DICKERSON: She was, and she admitted as much. But ultimately, that's what sort of her hurt her very much in the business. But she had sort of one trick she could play. In the world where all of the men had all of the relationships with the men in power, she had access, which she worked very hard to keep and which worked very well for her through much of her career. And so in the end, the thing that had worked so well for her ended up being the thing that hurt her.

KURTZ: Why did it hurt her?

DICKERSON: Because the network executives thought it was fine for men columnists to be close to presidents, but for a news correspondent, for -- to be close to the president, they couldn't report objectively about them.

KURTZ: Double standard?

DICKERSON: Double standard perhaps, but also for them, it was also a period where the personal presidency when Nixon -- when she left NBC in 1970, Nixon was president, getting too close to him and that was a bigger problem than, say, being close to John Kennedy when she started out.

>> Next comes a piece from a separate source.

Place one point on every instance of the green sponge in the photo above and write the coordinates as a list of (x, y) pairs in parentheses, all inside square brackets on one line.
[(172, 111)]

KURTZ: Was it hard for you, John, even before you wrote this book, in terms of people knowing who your mother was? And perhaps assuming this must have been great to grow up as the son of Nancy Dickerson, when you knew full well it has been a difficult childhood for you?

DICKERSON: It was odd growing up. She had me later in life. She was 41 when she had me. And when I grew up, people would always sort of come to me with these predisposed notions about who she was. So it was complex, and always sort of having to deal with their notions of her before I could try and explain my own.

KURTZ: Was it a painful experience for you to write this book?

DICKERSON: It was painful. All writing is painful. This was particularly painful, but in the end, we reconciled in life, and also in this book. There are lots of wonderful parts about it, discovering who she was in this period that I never saw. There were some really great discoveries.

KURTZ: But in terms of sort of exposing yourself and talking about your feelings and your childhood and all of that, it's got to be difficult to do? I mean, did you feel like you had to write this book? Was there a compulsion to write this book

DICKERSON: I did feel like I had to write this book, and that's one of the things mom and I share. As reporters, you figure out issues by writing about them, by talking to people, by sort of twisting the information as best you can into a narrative. And that's what I had to do with this material, and in the end, the person that I found, as textured as she was, is more real than the image that might have come forward just to people through their television screens.

KURTZ: All right. As I say, a surprising book, and an interesting one as well.

John Dickerson, thanks very much for joining us.

DICKERSON: Thank you.


KURTZ: My conversation with John Dickerson.

Well, that's it for this edition of RELIABLE SOURCES.

I'm Howard Kurtz.

Join us again next Sunday morning, 10:00 a.m. Eastern, for another critical look at the media.